L'eau chaude sanitaire
– Régler la température de son eau à 50°C. En effet, plus la température est élevée, plus la tuyauterie s'endommage et vous brûle les mains au robinet.
– Acheter des tuyaux de mousse conçus pour emmailloter vos canalisations d'eau chaude : ils limiteront ainsi les déperditions.
– Entretenir ses canalisations : l'accumulation de tartre peut entraîner une augmentation de votre consommation en énergie de 20 % !
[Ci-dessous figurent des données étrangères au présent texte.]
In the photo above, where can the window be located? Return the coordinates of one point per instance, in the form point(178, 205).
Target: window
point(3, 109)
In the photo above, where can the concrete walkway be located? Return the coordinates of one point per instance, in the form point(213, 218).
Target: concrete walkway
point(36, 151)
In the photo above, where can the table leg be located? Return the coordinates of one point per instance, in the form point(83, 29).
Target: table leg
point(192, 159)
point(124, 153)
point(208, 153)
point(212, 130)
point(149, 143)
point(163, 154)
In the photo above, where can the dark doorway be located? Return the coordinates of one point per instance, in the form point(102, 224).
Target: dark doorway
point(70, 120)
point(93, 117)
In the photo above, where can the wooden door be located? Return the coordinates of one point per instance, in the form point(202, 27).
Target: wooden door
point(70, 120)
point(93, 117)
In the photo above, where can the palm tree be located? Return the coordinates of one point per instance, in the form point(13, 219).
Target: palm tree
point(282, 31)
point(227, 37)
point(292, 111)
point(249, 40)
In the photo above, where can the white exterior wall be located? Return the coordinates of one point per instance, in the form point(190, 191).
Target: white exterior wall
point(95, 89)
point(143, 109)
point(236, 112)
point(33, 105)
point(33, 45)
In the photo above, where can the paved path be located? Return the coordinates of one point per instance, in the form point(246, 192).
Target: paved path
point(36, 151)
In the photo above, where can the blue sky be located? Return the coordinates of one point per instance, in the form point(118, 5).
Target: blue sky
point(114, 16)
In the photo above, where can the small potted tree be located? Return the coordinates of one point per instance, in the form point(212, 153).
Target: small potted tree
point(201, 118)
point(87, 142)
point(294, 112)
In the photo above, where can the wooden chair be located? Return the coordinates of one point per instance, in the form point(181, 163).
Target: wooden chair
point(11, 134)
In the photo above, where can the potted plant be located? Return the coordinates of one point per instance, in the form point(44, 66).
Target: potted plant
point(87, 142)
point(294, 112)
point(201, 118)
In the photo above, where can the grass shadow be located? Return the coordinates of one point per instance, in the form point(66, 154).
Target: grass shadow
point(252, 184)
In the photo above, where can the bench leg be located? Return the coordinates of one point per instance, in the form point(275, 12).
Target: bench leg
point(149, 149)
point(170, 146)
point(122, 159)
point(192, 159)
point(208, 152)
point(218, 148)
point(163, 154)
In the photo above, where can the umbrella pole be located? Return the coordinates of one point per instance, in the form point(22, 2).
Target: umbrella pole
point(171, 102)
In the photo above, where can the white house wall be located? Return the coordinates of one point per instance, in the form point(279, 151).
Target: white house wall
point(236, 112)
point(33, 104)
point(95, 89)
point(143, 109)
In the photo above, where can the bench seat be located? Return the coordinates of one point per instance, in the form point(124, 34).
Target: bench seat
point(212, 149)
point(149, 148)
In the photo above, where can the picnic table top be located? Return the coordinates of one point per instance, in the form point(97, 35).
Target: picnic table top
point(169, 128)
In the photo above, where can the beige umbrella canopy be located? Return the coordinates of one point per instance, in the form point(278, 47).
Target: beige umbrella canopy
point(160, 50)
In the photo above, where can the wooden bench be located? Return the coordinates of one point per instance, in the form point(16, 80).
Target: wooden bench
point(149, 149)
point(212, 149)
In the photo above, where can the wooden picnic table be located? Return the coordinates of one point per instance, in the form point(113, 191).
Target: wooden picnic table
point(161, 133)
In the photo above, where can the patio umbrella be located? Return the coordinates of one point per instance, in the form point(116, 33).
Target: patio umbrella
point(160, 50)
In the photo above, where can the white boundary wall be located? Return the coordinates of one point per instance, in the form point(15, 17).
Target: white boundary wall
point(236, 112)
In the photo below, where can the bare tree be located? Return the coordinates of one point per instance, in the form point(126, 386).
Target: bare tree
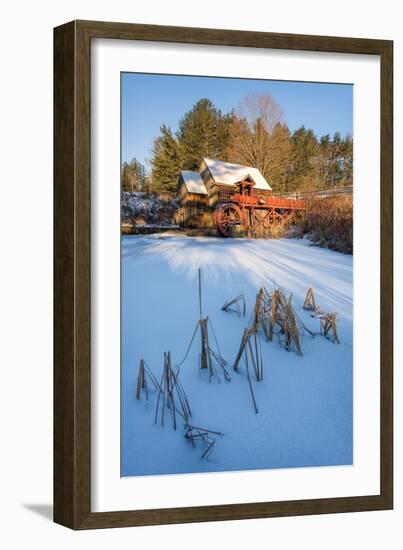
point(258, 138)
point(260, 107)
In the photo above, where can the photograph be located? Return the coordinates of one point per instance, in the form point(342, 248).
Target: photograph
point(236, 274)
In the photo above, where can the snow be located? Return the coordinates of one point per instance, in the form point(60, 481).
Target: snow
point(304, 402)
point(230, 174)
point(194, 182)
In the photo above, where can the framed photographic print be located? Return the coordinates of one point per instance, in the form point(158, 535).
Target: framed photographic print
point(223, 275)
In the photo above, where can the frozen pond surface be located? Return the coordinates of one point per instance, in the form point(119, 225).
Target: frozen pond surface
point(305, 402)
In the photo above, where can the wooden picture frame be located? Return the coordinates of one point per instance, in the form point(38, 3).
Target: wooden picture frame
point(72, 274)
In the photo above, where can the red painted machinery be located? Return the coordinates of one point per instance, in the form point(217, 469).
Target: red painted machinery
point(252, 212)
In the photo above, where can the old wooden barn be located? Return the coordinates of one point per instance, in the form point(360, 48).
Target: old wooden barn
point(217, 181)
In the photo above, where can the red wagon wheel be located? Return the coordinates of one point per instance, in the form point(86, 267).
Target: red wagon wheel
point(227, 216)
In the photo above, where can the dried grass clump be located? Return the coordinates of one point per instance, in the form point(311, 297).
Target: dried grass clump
point(274, 314)
point(328, 222)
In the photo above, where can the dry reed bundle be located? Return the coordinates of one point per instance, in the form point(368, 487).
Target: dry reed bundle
point(327, 321)
point(283, 317)
point(194, 434)
point(328, 326)
point(237, 305)
point(250, 352)
point(171, 396)
point(261, 312)
point(309, 303)
point(210, 358)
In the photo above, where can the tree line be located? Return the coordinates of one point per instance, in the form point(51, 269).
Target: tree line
point(253, 135)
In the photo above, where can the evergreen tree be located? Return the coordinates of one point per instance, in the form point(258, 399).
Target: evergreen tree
point(133, 176)
point(165, 162)
point(303, 168)
point(203, 132)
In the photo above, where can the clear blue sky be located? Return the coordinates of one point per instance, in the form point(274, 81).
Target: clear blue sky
point(151, 100)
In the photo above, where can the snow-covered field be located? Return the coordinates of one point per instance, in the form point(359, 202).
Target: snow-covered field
point(305, 402)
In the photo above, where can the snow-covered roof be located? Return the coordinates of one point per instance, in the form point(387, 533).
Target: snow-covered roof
point(227, 173)
point(193, 182)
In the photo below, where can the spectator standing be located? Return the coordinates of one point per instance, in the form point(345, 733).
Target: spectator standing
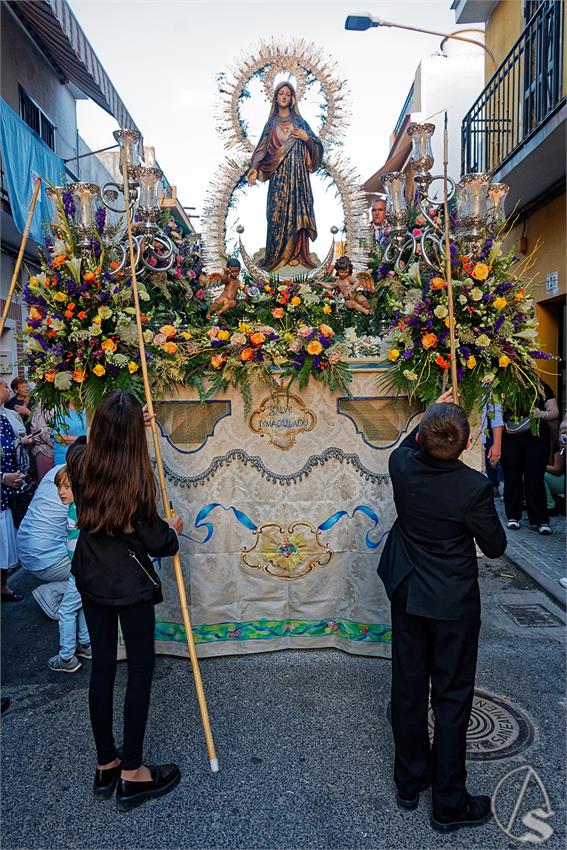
point(114, 488)
point(74, 637)
point(10, 478)
point(524, 460)
point(42, 544)
point(65, 430)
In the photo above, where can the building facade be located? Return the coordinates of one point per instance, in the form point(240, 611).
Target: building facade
point(515, 130)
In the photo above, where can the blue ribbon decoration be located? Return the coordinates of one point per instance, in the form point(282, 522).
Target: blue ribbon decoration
point(364, 509)
point(200, 521)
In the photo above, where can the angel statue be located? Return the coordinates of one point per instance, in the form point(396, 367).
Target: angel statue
point(288, 151)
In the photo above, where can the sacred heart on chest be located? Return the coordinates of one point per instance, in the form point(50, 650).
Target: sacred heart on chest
point(287, 553)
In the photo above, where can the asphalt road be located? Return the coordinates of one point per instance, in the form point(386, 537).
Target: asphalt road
point(302, 736)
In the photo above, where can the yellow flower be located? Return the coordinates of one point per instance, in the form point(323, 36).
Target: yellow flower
point(481, 271)
point(168, 330)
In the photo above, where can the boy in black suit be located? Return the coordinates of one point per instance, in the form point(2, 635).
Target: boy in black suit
point(430, 572)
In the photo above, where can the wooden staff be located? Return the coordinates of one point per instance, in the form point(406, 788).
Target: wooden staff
point(176, 560)
point(449, 270)
point(20, 257)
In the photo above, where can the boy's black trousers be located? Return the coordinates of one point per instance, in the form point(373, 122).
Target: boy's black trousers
point(443, 653)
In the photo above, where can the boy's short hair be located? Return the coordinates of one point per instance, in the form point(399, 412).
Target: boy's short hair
point(61, 477)
point(444, 431)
3) Les bons gestes : maîtriser la consommation de ses équipements

L'éclairage

Les éclairages directs sont plus efficaces et moins consommateurs d'énergie. Passez aux ampoules fluocompactes (basses consommation) qui chauffent peu : leur consommation est 5 fois plus faible et elles durent 6 fois plus longtemps.

Lave-linge et sèche-linge

Toujours privilégier le cycle « Eco » et les températures inférieures à 60°C : un lavage à 40° est suffisant dans la plupart des cas. Par ailleurs, sachez que votre sèche-linge est dispendieux : il consomme deux fois plus d'énergie que votre machine à laver. Si vous le pouvez, faites sécher votre linge dans une pièce chaude et bien ventilée.

Cuisinières et micro-ondes

– Ne pas utiliser de casserole sans couvercle.
– Utiliser pour les cuissons longues un autocuiseur qui vous fera économiser 70 % d'énergie par rapport à une simple casserole.
– Pour la cuisson du riz et des pâtes, éteignez votre plaque lorsque l'eau arrive à ébullition et couvrez la casserole d'un torchon sur lequel vous appliquez une assiette ou un couvercle. Cela vous fera gagner de longues minutes de cuisson.
– Ne pas utiliser de casserole plus petite que la plaque chauffante.
– Sachez que la cuisinière à gaz consomme deux fois moins d'énergie qu'une cuisinière électrique.
– Optez, si vous êtes peu pressé et courageux, pour des cuisinières à bois : elles vous vaudront un crédit d'impôt et vous permettront en outre de chauffer la pièce où elles se trouvent.

Congélateurs et frigidaires

– Ne pas acheter trop grand : mieux vaut choisir les combinés à 2 compresseurs.
– Si vous avez besoin d'un congélateur séparé : les coffres sont en général mieux isolés et consomment moins que les armoires qui restent malgré tout plus pratiques.
– Nettoyer régulièrement les tuyaux extérieurs qui se couvrent de poussière grasse : cela vous permettra ainsi d'améliorer leurs fonctions.
– Nettoyer aussi régulièrement les joints qui, encombrés, causent des pertes énergétiques sérieuses.
– Ne pas excéder une température comprise entre 4 et 6°C pour un réfrigérateur et 18°C pour un congélateur. Chaque degré de plus équivaut à une surconsommation de 5 à 10°C. Ne jamais enfourner des aliments chauds dans votre réfrigérateur. Ne pas ouvrir et fermer constamment la porte mais réfléchissez à ce que vous voulez y déposer ou y prendre une fois pour toutes.

TV, magnétoscopes, ordinateurs

– Penser à éteindre les appareils quand on ne les utilise pas. La fonction veille vous coûte 8 euros par appareil et par an.
– Pour votre ordinateur, préférez la fonction veille à un économiseur d'écran certes joli mais énergivore !

 

Quelques ouvrages à lire…

– Dominique BOURG & Gilles-Laurent RAYSSAC, Le Développement durable, maintenant ou jamais, Découvertes, Gallimard, 2006.
– Frédéric DENHEZ, Atlas de la menace climatique, Autrement, 2005.
– Nicolas HULOT, Le Syndrome Titanic, Calmann-Lévy, 2004.
– Nicolas HULOT, Pour un pacte écologique, Paris Calmann-Lévy, 2006.
– Hervé KEMPF, Comment les riches détruisent la planète, Le Seuil, 2007.
– Milène LEROY, Le guide du consommateur responsable, Hachette-Marabout, 2001.
– Brigitte VU, La Maison à Energie zéro, Eyrolles, 2007.